The Park Players of Detroit were very pleased to present the community theater premiere of Palmer Park, by Joanna McClelland Glass. We were delighted to have Mary Davis direct this important event in our history. The play recreated a Detroit neighborhood’s challenges and triumphs in post-riot Detroit, circa 1968.
From the Stratford Festival Playbill, 2008 – the play’s debut performance:
In 1967 there were riots in 59 US cities, the worst of which was “The Rebellion” in Detroit, Michigan. Over 100,000 fled the city in an exodus dubbed “white flight,” resulting in plummeting property values and students suffering in over-crowded, under-funded public schools.
In the play Palmer Park, by Joanna McClelland Glass, the upper-middle-class Palmer Park neighborhood and its highly rated Hampton School seemed to have racially integrated successfully. Two couples, one black and one white, rally the neighbors, desperately hoping to maintain the profile of their community and school. With shared camaraderie and pathos, Palmer Park explores what these neighbors had in common and reveals their differences.
This production was one of the most successful performances in Park Players’ modern history, delivering a thought-provoking and powerful performance to the very city in which the story is based.

Cast photo - Palmer Park





The pictures look great. Thanks to everyone who made this production such a success. This was a wonderful show.
Thank YOU, Marcia, for all your do. You are the glue that holds it all together!
Had a wonderful time meeting and working with the cast of “Palmer Park.” (can I get a copy of that picture?) Now that you got me, you won’t be able to get rid of me. I will be auditioning for “Hairspray” in January.
Awesome!! Can’t wait to have you back! Personally, I loved working with you!
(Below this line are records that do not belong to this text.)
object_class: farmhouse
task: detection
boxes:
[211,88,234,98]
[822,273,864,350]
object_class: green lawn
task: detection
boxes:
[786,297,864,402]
Park Players is a great theatrical group with great performances in a great venue (NRPCA Community House). It offers affordable entertaining performances in a secure setting. Wine and Cheese night is the best!
I concur! Long live wine and cheese night!
For the sake of argument, I will disagree with part of the last sentence above. I’m not sure when the “modern” era started, but I’ll throw out “The Wiz” in 2005 as the most successful Players show. Due to the “Fire Marshal be damned” attitude of the producers, it had more people attend overall and more people per show than Palmer Park. As for thought provoking, Palmer Park does rank up there with 2002′s “The Laramie Project”. I did enjoy Palmer Park and my only regret is the present day cast and the 1968 cast weren’t able to interact more in rehearsal (on stage, I can understand).
In the interest of keeping the fire marshal from checking up on us, I am not going to comment about that detail! However, I did not formally confirm the stats on ‘the most successful show in modern history’ (by modern history I was assuming last decade or so)…I heard that from a few pivotal people who I assumed were in the know, but let’s look at the books and get to the bottom of this! Would hate to have a false claim mar our credibility! Thanks for your comment!
I agree I wish there had been more all-cast interaction! The upside is that it accommodated a lot of people’s schedules to rehearse separately… Went by too fast!
Miss my Palmer Park family and wish all joy and peace!
I assume all parts for Hairspray are singing parts, so I will not hurt anybody’s ears with my screeching, but I hope it is just as successful as Palmer Park!